9. Inspection Right; Right to Receive Information. Valley shall have the right, at any time and from time to time, during normal business hours and within three (3) business days after written request of same has been made, to inspect, audit, and copy the books and records of the Company and any Transferee with respect to the portion of the Portfolio, including each Portfolio Fund, held by the Company or Transferee which results in an obligation to pay a Management Fee which are reasonably necessary or appropriate to insure that full and accurate payments of the Management Fee are being made, and to contact the general partners of the each Portfolio Fund on behalf of the Company or Transferee, as applicable, to obtain any appropriate and confirming information directly. In addition, the Company agrees, at Valley’s request, to designate Valley as a direct recipient from each Portfolio Fund of all information relating to such Portfolio Fund disseminated to its investors, and the Company agrees to use its best efforts to cause the general partners of each Portfolio Fund to forward such information directly to Valley as and when forwarded to the Company. The Company or Transferee, as applicable, shall reimburse Valley in full for all legal, accounting, and consulting fees and other expenses incurred by Valley in connection with enforcing its rights to its Management Fee, whether as to amount, collection, or otherwise, unless, in case of a legal action, a nonappealable order of a court of competent jurisdiction determines that such action was not brought in good faith by Valley.
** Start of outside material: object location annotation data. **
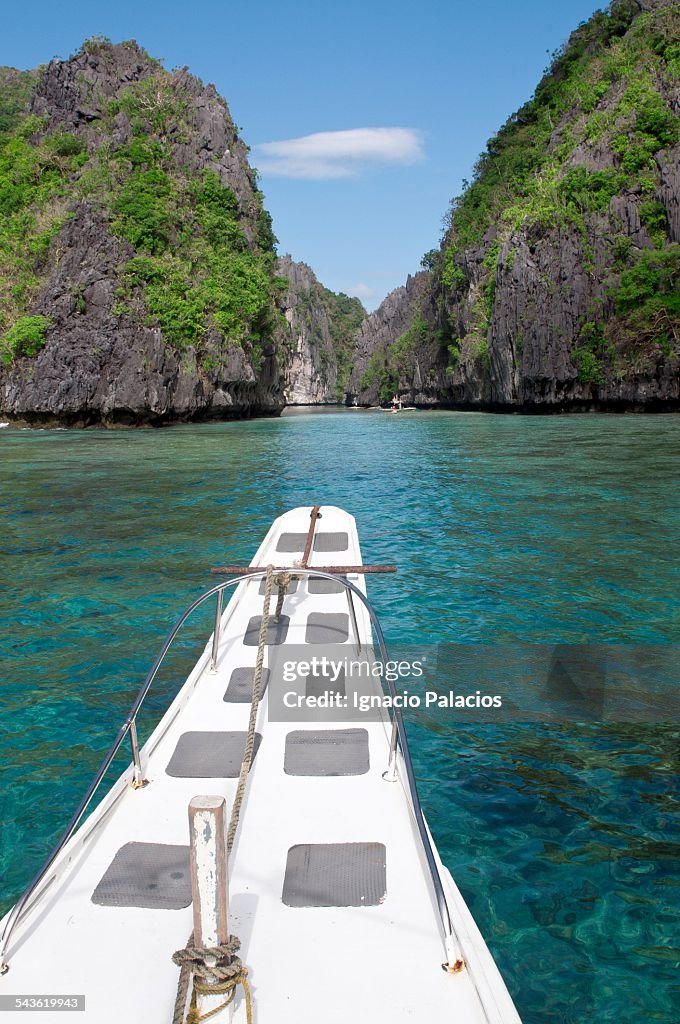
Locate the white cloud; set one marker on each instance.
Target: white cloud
(339, 154)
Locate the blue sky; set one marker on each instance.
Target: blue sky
(368, 204)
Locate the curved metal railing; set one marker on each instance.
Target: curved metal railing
(398, 740)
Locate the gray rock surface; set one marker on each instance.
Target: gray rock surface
(99, 368)
(311, 374)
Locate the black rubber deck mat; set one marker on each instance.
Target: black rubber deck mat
(331, 542)
(317, 585)
(327, 752)
(327, 627)
(209, 755)
(277, 632)
(146, 875)
(335, 875)
(240, 689)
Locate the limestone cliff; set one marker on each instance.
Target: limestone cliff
(136, 262)
(556, 284)
(321, 328)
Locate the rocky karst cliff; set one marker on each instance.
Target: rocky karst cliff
(320, 338)
(556, 284)
(136, 261)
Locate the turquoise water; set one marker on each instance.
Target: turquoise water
(562, 838)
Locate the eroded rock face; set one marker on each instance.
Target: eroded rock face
(101, 364)
(311, 376)
(320, 338)
(527, 317)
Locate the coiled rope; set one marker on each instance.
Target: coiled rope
(217, 970)
(217, 963)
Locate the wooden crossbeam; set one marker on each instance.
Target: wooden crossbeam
(339, 569)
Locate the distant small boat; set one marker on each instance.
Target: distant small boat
(334, 879)
(397, 407)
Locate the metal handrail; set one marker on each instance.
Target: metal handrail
(398, 737)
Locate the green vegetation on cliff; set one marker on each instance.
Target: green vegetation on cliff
(594, 131)
(345, 313)
(201, 266)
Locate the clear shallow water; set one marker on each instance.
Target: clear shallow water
(563, 839)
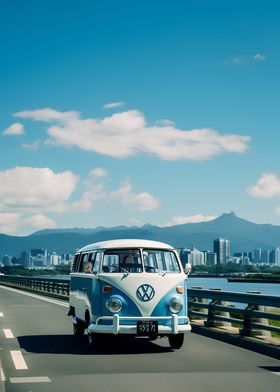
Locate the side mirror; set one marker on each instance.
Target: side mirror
(188, 268)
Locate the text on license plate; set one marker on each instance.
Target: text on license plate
(147, 327)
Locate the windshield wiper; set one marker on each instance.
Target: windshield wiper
(124, 270)
(148, 268)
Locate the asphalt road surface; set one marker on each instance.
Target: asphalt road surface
(38, 352)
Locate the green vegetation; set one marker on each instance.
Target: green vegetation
(22, 271)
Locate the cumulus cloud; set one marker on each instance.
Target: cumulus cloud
(259, 57)
(180, 220)
(114, 105)
(143, 201)
(267, 187)
(31, 146)
(15, 129)
(40, 221)
(35, 189)
(99, 172)
(127, 134)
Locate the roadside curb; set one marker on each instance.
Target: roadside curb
(248, 343)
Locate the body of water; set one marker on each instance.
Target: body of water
(241, 287)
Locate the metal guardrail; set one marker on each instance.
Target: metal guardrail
(50, 286)
(214, 307)
(218, 309)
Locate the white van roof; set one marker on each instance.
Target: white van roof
(126, 243)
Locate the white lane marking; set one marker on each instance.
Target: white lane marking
(8, 334)
(2, 375)
(18, 360)
(19, 380)
(53, 301)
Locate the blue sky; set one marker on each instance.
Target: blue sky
(123, 113)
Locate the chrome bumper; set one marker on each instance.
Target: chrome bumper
(118, 328)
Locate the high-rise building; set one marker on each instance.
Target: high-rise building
(257, 255)
(222, 250)
(275, 256)
(265, 256)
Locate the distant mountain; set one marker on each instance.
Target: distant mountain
(243, 236)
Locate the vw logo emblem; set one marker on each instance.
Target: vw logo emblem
(145, 292)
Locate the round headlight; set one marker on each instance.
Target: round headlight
(175, 305)
(114, 304)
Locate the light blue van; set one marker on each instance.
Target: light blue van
(129, 287)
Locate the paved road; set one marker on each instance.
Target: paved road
(36, 337)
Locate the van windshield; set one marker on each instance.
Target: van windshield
(122, 260)
(160, 261)
(129, 260)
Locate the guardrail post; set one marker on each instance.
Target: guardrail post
(195, 300)
(212, 312)
(248, 329)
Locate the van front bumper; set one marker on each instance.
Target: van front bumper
(117, 328)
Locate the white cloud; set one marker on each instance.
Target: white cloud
(9, 222)
(15, 129)
(267, 187)
(35, 189)
(180, 220)
(165, 123)
(32, 146)
(140, 201)
(114, 105)
(259, 57)
(126, 134)
(99, 172)
(40, 221)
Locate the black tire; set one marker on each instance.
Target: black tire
(176, 341)
(78, 328)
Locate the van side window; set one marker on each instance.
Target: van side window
(85, 265)
(97, 260)
(75, 263)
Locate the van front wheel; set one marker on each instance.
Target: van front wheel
(176, 341)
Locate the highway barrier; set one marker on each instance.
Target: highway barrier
(255, 314)
(250, 311)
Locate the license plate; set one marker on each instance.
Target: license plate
(145, 328)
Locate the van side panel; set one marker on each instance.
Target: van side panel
(85, 295)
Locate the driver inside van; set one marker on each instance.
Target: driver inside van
(87, 267)
(132, 262)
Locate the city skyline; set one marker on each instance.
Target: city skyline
(131, 113)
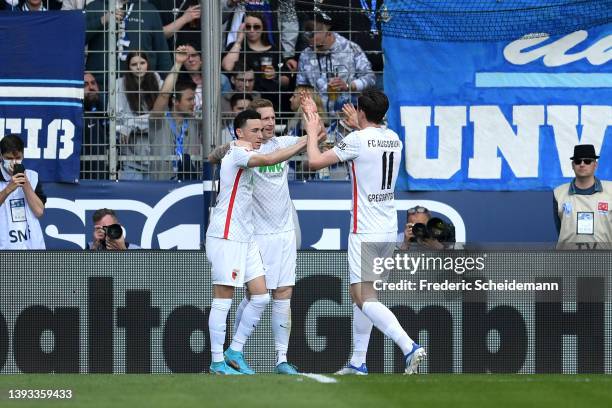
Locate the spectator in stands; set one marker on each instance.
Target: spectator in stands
(295, 126)
(173, 130)
(256, 51)
(139, 29)
(106, 232)
(137, 90)
(279, 16)
(354, 23)
(407, 239)
(193, 69)
(242, 80)
(583, 207)
(95, 132)
(22, 201)
(331, 64)
(181, 21)
(238, 102)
10. Entire Agreement; Amendment(s). This Agreement constitutes the entire agreement of the parties with respect to the subject matter described herein. This Agreement may be modified or amended only by a writing executed by the Company and Valley.
11. Severability. If any provision of this Agreement shall be determined by any court of competent jurisdiction to be invalid or unenforceable to any extent, the remainder of this Agreement shall not be affected thereby, and each provision hereof shall be valid and shall be enforced to the fullest extent permitted by law.
12. Governing Law. This Agreement shall be governed by, and construed in accordance with, the laws of the State of Ohio (without regard to its conflicts of laws provisions).
13. Waiver of Breach. The waiver by any party of any provision of this Agreement or a breach of any provision of this Agreement will not operate or be construed as a waiver of any other provision or any subsequent breach.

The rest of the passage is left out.